La Salle Professor: 'Mesh Networks' With Device-to-Device Communication The Next Step In Tech
PHILADELPHIA (CBS) -- After finally experiencing the iWatch, Bill Weaver, PhD and associate professor from the Department of Integrated Science, Business, and Technology at La Salle University, told Talk Radio 1210 WPHT morning host Chris Stigall what he feels is the next step in technology.
"What's happening now is these little devices, including the iWatch and including your phone, are going to start communicating with each other directly. They do not need a router. They do not need to find the nearest cell tower. So, they'll just talk to each other when they're next to each other and that seems to be the next big thing coming down the pipe."

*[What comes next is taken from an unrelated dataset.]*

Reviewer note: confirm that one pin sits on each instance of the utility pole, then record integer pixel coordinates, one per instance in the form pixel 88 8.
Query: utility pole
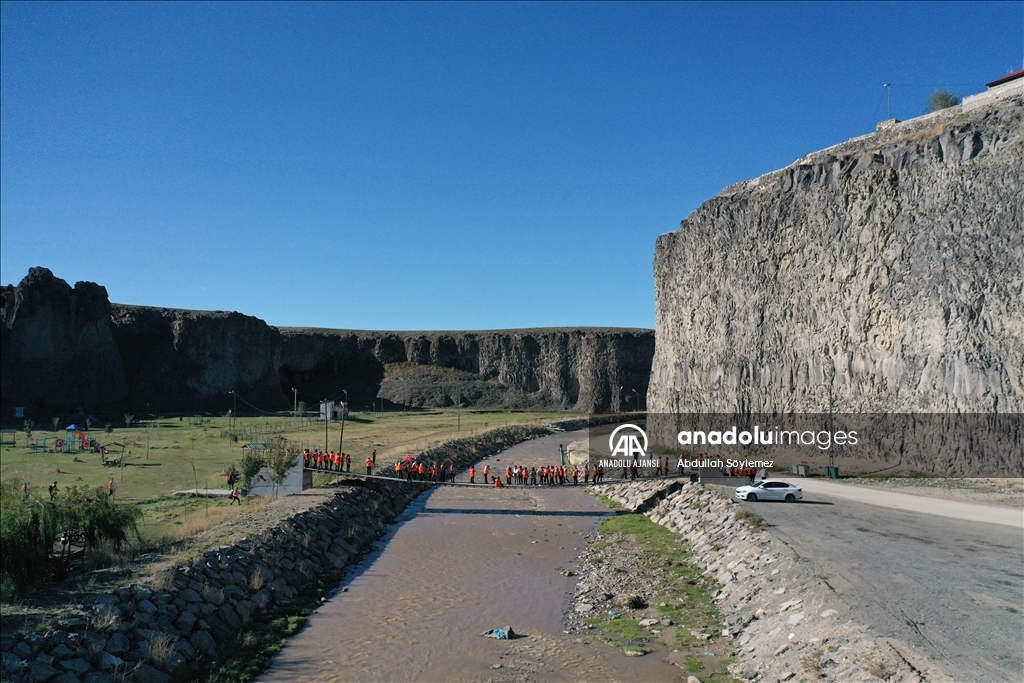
pixel 344 409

Weaver says that it would actually be "more power efficient and much faster" in a large city like Philadelphia to have the devices communicate with each other as opposed to going back to a cell tower, router or a telephone pole.
"I guess the technical term is a 'mesh network,' and the mesh sort of looks like a fisherman's net, and what you do is sort of just lay this mesh all around the city and you don't need to be a Comcast or a Verizon and actually install things. You just need to go ahead and sell these individual devices that people are carrying anyway."

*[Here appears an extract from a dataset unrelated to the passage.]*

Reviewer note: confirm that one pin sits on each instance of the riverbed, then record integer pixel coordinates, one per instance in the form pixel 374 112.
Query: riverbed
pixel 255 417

While it would work great in many cases in densely populated area, there are still reasons to use traditional methods.
"The mesh network is great when you're in a very high density neighborhood, but where cable and fiber and Fios and Google Fiber will be useful is that you still need to make that long haul connection from city to city to city. When you're just calling someone or getting data from across the street, then it will hop from device to device, but if you need to get to a website way out in the West Coast, then it will have to go through more of a traditional method."
However, when something becomes simpler or faster, it often becomes more dangerous, and Weaver feels that in the early days of a 'mesh network' security would be a big issue.

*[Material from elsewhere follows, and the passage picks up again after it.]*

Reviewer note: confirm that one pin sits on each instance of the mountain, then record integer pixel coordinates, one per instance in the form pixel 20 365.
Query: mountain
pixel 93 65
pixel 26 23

"Everything has to be installed and upgraded at exactly the same time. So at the same time that we're putting these mesh network chips in these phones, we also have to upgrade security as well an there's always a leading edge where things will be amazingly insecure for a little bit, and then the early adopters will hopefully side step that and eventually things will settle down again. It's sort of how we leap frog in technology."